G. Combining High Selenium Crops and Processed Crops It is desirable and preferred to combine the high selenium harvested crops (described in Section D) with either/both the processed high selenium crops (described in Sections E and F). For example, the high selenium harvested crops identified in Section D above are combined with the high selenium crop material separated through the milling process in Section E above and/or the sprouting process in Section F above. There is no requirement as to the percentages of the high selenium harvested crop with respect to the processed high selenium crops since they all have the desired selenium content level. If combining buckwheat, the harvested buckwheat fruit and the processed buckwheat fruit (milling and/or sprouting) will both have selenium levels greater than or equal to 0.4 ppm. If combining mustard, the harvested mustard seed and the processed mustard seed (milling and/or sprouting) will both have selenium levels greater than or equal to 4.0 ppm. The end product may be utilized in various manners which are well known in the food and supplement industry. What has been described and illustrated herein is a preferred embodiment of the invention along with some of its variations.

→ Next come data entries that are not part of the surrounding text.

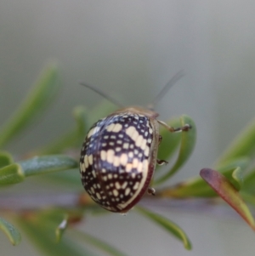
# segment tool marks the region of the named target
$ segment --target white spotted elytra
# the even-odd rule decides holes
[[[159,95],[180,77],[173,77]],[[106,98],[113,101],[109,95]],[[156,164],[166,162],[157,159],[159,123],[170,132],[191,128],[186,124],[173,128],[157,117],[149,109],[128,107],[99,120],[89,129],[81,151],[81,179],[90,197],[106,210],[127,213],[146,191],[155,194],[149,185]]]

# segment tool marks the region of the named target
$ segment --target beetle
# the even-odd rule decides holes
[[[154,105],[180,77],[182,74],[178,73],[170,80]],[[95,88],[82,84],[116,103]],[[155,195],[155,190],[149,186],[156,165],[167,163],[157,159],[162,140],[159,124],[170,132],[191,128],[190,124],[169,127],[157,120],[158,116],[151,109],[121,108],[99,119],[89,129],[81,151],[81,179],[90,197],[105,209],[125,213],[146,191]]]

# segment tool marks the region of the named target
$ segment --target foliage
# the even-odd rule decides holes
[[[49,65],[19,109],[0,128],[0,186],[3,187],[1,191],[10,185],[25,182],[27,178],[39,174],[44,174],[42,177],[46,178],[48,184],[51,182],[55,186],[81,187],[76,160],[79,157],[78,154],[71,156],[68,156],[66,151],[78,152],[78,146],[85,137],[88,128],[97,117],[106,114],[110,108],[112,109],[109,105],[98,106],[90,111],[90,115],[88,115],[86,108],[77,106],[73,111],[76,121],[74,128],[60,135],[55,141],[52,141],[50,145],[42,145],[24,154],[30,156],[28,158],[16,160],[11,152],[4,151],[5,146],[38,118],[54,101],[60,88],[58,77],[56,65]],[[178,134],[171,134],[165,128],[161,128],[161,134],[164,139],[159,148],[159,158],[169,159],[176,155],[177,157],[169,170],[157,171],[153,181],[156,187],[166,184],[166,181],[181,168],[190,156],[196,144],[196,124],[190,117],[182,116],[167,123],[173,127],[189,123],[192,128],[189,132]],[[207,198],[219,196],[255,229],[253,217],[245,202],[246,201],[255,203],[255,167],[252,162],[255,151],[255,145],[252,143],[254,136],[255,122],[252,122],[223,154],[213,169],[204,168],[201,171],[202,179],[191,178],[172,187],[158,188],[156,198]],[[247,170],[250,172],[243,175]],[[58,172],[61,172],[61,175],[59,175]],[[88,247],[82,248],[82,242],[89,244],[89,247],[94,247],[96,250],[107,255],[125,255],[105,242],[75,228],[74,224],[81,222],[88,213],[96,217],[99,213],[108,212],[94,205],[85,192],[76,192],[75,190],[74,191],[77,200],[65,207],[48,202],[47,209],[38,204],[36,208],[26,208],[25,211],[22,209],[21,202],[20,208],[14,211],[12,210],[12,206],[9,206],[8,210],[11,213],[6,214],[8,220],[0,218],[0,229],[14,245],[20,242],[20,233],[26,234],[33,244],[43,252],[43,255],[95,255]],[[191,248],[187,235],[176,224],[149,209],[141,207],[137,207],[136,209],[138,213],[182,241],[186,249]],[[0,210],[4,215],[5,209],[0,207]],[[9,221],[17,225],[20,233]]]

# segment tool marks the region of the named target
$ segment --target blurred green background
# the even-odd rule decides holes
[[[20,155],[50,142],[72,127],[74,106],[99,104],[101,97],[80,86],[81,80],[123,105],[144,105],[184,70],[156,111],[162,120],[184,113],[195,120],[196,151],[171,182],[197,175],[255,116],[254,9],[252,1],[2,0],[2,120],[49,60],[58,61],[64,83],[51,111],[8,149]],[[191,252],[132,212],[88,219],[82,229],[128,255],[254,255],[255,235],[241,219],[167,208],[157,212],[187,232]],[[3,255],[39,255],[26,237],[14,247],[0,233],[0,242]]]

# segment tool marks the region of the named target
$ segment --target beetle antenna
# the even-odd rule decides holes
[[[154,98],[152,103],[148,105],[148,109],[154,110],[156,105],[163,98],[166,93],[174,85],[181,77],[184,76],[184,71],[180,71],[176,73],[171,80],[163,87],[160,93]]]
[[[117,100],[116,100],[114,98],[110,97],[109,94],[105,94],[105,92],[101,91],[100,89],[88,85],[83,82],[80,82],[81,85],[85,86],[86,88],[90,88],[92,91],[95,92],[96,94],[101,95],[103,98],[108,100],[110,102],[111,102],[112,104],[116,105],[116,106],[118,106],[119,108],[122,108],[124,107],[124,105],[122,104],[121,104],[120,102],[118,102]]]

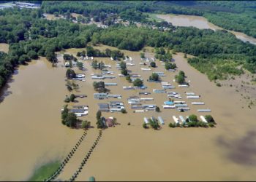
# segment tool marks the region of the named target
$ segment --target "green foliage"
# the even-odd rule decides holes
[[[102,116],[102,112],[100,111],[98,111],[96,114],[97,120],[99,120],[101,116]]]
[[[174,128],[174,127],[176,127],[176,124],[175,123],[171,123],[171,122],[170,122],[170,123],[169,123],[169,127],[173,127],[173,128]]]
[[[76,97],[74,94],[70,95],[70,101],[71,102],[74,102],[75,98],[76,98]]]
[[[205,118],[208,122],[215,123],[214,119],[211,115],[206,115]]]
[[[104,82],[94,82],[93,86],[95,91],[99,92],[106,92],[108,90],[105,87]]]
[[[69,79],[72,79],[73,78],[75,78],[76,74],[74,70],[68,68],[66,71],[66,77]]]
[[[195,114],[191,114],[189,116],[189,119],[190,122],[197,122],[197,116]]]
[[[172,63],[170,62],[165,62],[165,68],[166,70],[169,70],[169,69],[175,69],[177,68],[177,66],[176,63]]]
[[[124,108],[121,109],[121,112],[122,114],[126,114],[126,113],[127,113],[127,110],[125,110]]]
[[[159,79],[159,76],[156,74],[156,73],[153,73],[150,76],[149,76],[149,79],[150,80],[154,80],[154,81],[158,81]]]
[[[149,119],[149,124],[151,126],[152,128],[154,130],[157,130],[160,127],[158,121],[156,119],[155,121],[153,121],[152,119]]]
[[[151,62],[150,63],[150,66],[153,68],[156,68],[156,62]]]
[[[133,81],[133,85],[135,87],[141,87],[143,85],[143,81],[140,79],[136,79]]]
[[[82,124],[81,124],[82,128],[88,129],[90,127],[90,126],[91,126],[90,122],[88,122],[87,120],[82,122]]]

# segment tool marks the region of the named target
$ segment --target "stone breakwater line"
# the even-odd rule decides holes
[[[74,175],[72,175],[72,176],[70,178],[70,179],[69,180],[69,181],[74,181],[75,180],[75,178],[78,177],[78,174],[81,172],[83,167],[86,165],[87,160],[89,159],[92,151],[94,151],[94,148],[96,147],[96,146],[98,144],[98,142],[99,141],[99,139],[102,137],[102,130],[100,130],[99,132],[99,135],[97,138],[97,139],[95,140],[94,144],[91,146],[90,150],[89,151],[89,152],[87,153],[86,156],[84,157],[84,159],[83,159],[80,167],[78,167],[78,169],[75,172]]]
[[[50,175],[48,179],[45,179],[44,181],[53,181],[63,170],[64,167],[65,167],[66,164],[69,162],[69,160],[71,159],[71,157],[73,156],[78,148],[81,144],[82,141],[84,140],[85,137],[86,136],[86,131],[84,131],[82,136],[80,138],[77,143],[75,145],[75,146],[72,148],[71,151],[69,153],[67,157],[65,158],[65,159],[62,162],[60,167],[57,169],[57,170]]]

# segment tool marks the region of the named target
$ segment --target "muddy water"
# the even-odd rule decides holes
[[[157,15],[159,18],[164,19],[167,22],[170,22],[176,26],[194,26],[200,29],[212,29],[222,30],[223,28],[209,23],[207,19],[203,17],[193,15]],[[249,41],[251,44],[256,44],[256,39],[249,36],[244,33],[233,31],[227,31],[234,34],[237,39],[243,41]]]
[[[97,48],[103,50],[107,47],[114,49],[105,46]],[[81,50],[69,49],[67,53],[75,55]],[[191,111],[181,114],[173,109],[164,110],[162,104],[167,100],[167,96],[153,93],[152,89],[161,89],[161,84],[146,82],[151,71],[140,70],[147,66],[139,65],[140,52],[124,52],[132,56],[136,64],[127,66],[128,69],[140,74],[148,87],[145,91],[151,92],[141,97],[154,98],[154,101],[146,103],[156,103],[162,112],[136,114],[129,109],[127,98],[138,95],[138,91],[123,90],[123,86],[131,84],[124,78],[118,77],[120,71],[116,69],[116,63],[108,58],[96,59],[112,66],[109,70],[114,71],[117,77],[105,82],[118,83],[118,86],[109,88],[111,93],[121,94],[122,99],[93,99],[94,80],[91,79],[90,74],[99,71],[91,68],[91,61],[84,61],[87,68],[86,82],[78,83],[80,93],[88,97],[78,99],[79,103],[75,103],[89,106],[89,115],[82,119],[91,121],[95,126],[97,103],[109,100],[124,102],[128,114],[102,113],[105,116],[116,117],[121,124],[104,132],[78,181],[87,180],[91,175],[97,181],[244,181],[256,178],[255,111],[241,109],[238,95],[230,95],[229,88],[216,87],[205,75],[190,67],[182,54],[174,55],[174,58],[178,68],[187,75],[187,81],[191,81],[189,88],[178,88],[173,82],[177,72],[164,71],[164,66],[158,61],[158,67],[152,71],[165,73],[167,76],[162,77],[162,80],[176,86],[173,91],[181,94],[182,100],[188,103]],[[154,54],[146,52],[146,55],[153,58]],[[60,61],[59,67],[53,68],[45,60],[34,61],[29,66],[20,67],[18,74],[13,76],[14,82],[10,84],[9,88],[12,93],[0,104],[0,145],[4,146],[1,151],[0,180],[26,179],[32,170],[42,162],[61,159],[80,137],[81,131],[69,130],[61,125],[60,121],[60,108],[64,105],[64,95],[69,94],[64,87],[65,68],[61,67],[62,63]],[[74,69],[77,73],[83,72]],[[185,91],[200,95],[199,100],[206,105],[191,106],[191,101],[185,98]],[[212,110],[211,114],[218,123],[216,128],[171,129],[167,127],[170,122],[173,122],[173,115],[196,114],[199,116],[196,112],[199,108]],[[162,116],[165,119],[166,124],[159,131],[143,129],[143,118],[151,116]],[[128,122],[131,126],[127,125]],[[94,133],[97,129],[91,130]],[[82,157],[77,160],[80,158]],[[74,165],[71,166],[75,168],[79,162],[75,159],[73,160]],[[73,174],[76,170],[74,167],[67,167],[67,173],[60,176],[61,179],[68,180],[65,178]]]
[[[0,51],[8,53],[9,44],[5,43],[0,43]]]
[[[33,170],[61,159],[80,138],[60,122],[64,71],[45,59],[20,66],[12,93],[0,103],[0,181],[24,181]]]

The terms, descriptions and figures used herein are set forth by way of illustration only and are not meant as limitations. Those skilled in the art will recognize that many variations are possible within the spirit and scope of the invention, which is intended to be defined by the following claims (and their equivalents) in which all terms are meant in their broadest reasonable sense unless otherwise indicated. Any headings utilized within the description are for convenience only and have no legal or limiting effect.